What Stephen King Can Teach You About Editing
Welcome back! In today’s video how-to, Heather picks up on the literary theme she began last week with “What Dr. Seuss can teach you about copywriting.” In that post, she featured five lessons for good copywriting via the books of Theodor Geisel (a.k.a. Dr. Seuss).
This week, Heather turns her attention to editing with what Stephen King can teach you about the art. So, tune in to learn how to edit your copy like Stephen King…
Stephen King has some great advice for writers…
His book, On Writing, will teach you a lot about the craft. But Mr.

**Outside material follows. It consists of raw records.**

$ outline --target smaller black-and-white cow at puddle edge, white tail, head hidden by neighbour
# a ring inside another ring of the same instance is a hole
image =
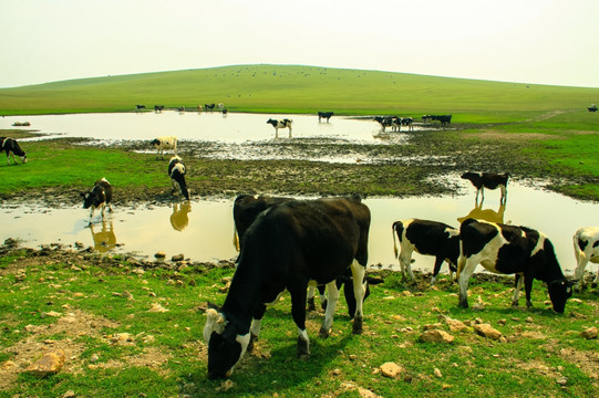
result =
[[[393,250],[395,258],[400,260],[403,277],[407,274],[415,282],[412,273],[412,252],[435,256],[435,266],[431,284],[434,285],[436,275],[441,270],[443,261],[450,264],[450,273],[453,280],[453,273],[457,270],[457,258],[459,256],[459,231],[443,222],[409,219],[393,222]],[[401,252],[397,256],[397,245],[395,234],[400,240]]]

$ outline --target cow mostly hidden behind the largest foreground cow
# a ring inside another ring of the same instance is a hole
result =
[[[256,221],[258,216],[280,203],[295,200],[292,198],[285,197],[269,197],[269,196],[254,196],[254,195],[238,195],[235,198],[233,205],[233,220],[234,220],[234,237],[233,243],[237,251],[241,251],[242,238],[246,234],[248,228]],[[349,270],[348,270],[349,271]],[[349,277],[348,277],[349,276]],[[344,285],[343,293],[345,295],[345,302],[348,303],[348,313],[350,317],[353,317],[355,312],[355,298],[353,294],[353,284],[347,283],[351,281],[351,272],[345,274],[343,277],[338,279],[337,287],[341,289],[341,285]],[[324,286],[317,286],[320,292],[320,297],[322,300],[322,307],[327,308],[327,300],[324,297]],[[366,293],[364,300],[370,295],[370,286],[366,285]],[[309,286],[308,289],[308,310],[314,311],[314,286]]]

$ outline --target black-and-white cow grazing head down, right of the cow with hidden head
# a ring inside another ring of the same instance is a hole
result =
[[[457,280],[459,306],[468,307],[468,281],[476,265],[498,274],[516,274],[512,304],[518,305],[523,280],[526,305],[533,306],[530,292],[535,279],[547,283],[554,311],[564,313],[572,295],[572,284],[564,276],[554,244],[541,232],[526,227],[506,226],[467,219],[459,227],[459,259]]]

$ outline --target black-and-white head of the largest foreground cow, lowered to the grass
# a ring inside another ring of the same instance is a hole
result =
[[[208,344],[208,378],[229,377],[246,353],[249,337],[249,332],[238,335],[225,314],[210,305],[204,326],[204,339]]]

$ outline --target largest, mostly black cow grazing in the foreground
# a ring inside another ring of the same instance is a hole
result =
[[[353,333],[361,334],[369,228],[370,210],[358,197],[292,200],[260,213],[246,231],[223,307],[210,305],[206,311],[208,378],[231,374],[250,339],[259,335],[265,304],[285,290],[291,294],[299,331],[298,357],[308,357],[308,284],[327,284],[329,305],[320,329],[327,337],[339,297],[335,279],[349,268],[357,302]]]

King has a lot to teach us about editing, too…
Tip #1: Get it out
- Write a first draft – and don’t stop to edit your writing. Just write.
- This allows our creative brains a chance to play without being stifled by our “inner editor.”
Tip #2: Fix the big stuff
Make sure your writing has impact:
- Do you have benefit statements?
- Is there a call to action?
- Does the writing “flow”?
- Will the voice “click” with your reader?
- How much text can you slice?
Tip #3: Tweak the little stuff
Get the copy into almost-final draft shape by:
- Adding subheadlines
- Fixing misspellings
- Deleting any additional repeated words/concepts
- Revising your headline
- Fixing grammatical errors
- Shortening long paragraphs
- Adding bullet points (if needed.)
Tip #4: Print it out, read it out loud and edit again
Don’t skip this step…
It’s amazing what you’ll notice when you read the copy out loud!
photo thanks to phozographer
I agree that everything you’ve listed is good practice, but Stephen King should take his own advice. His books are increasingly verbose and sloppy. Now that he’s a legend, no one will touch his work — which diminishes its quality (in my opinion, of course).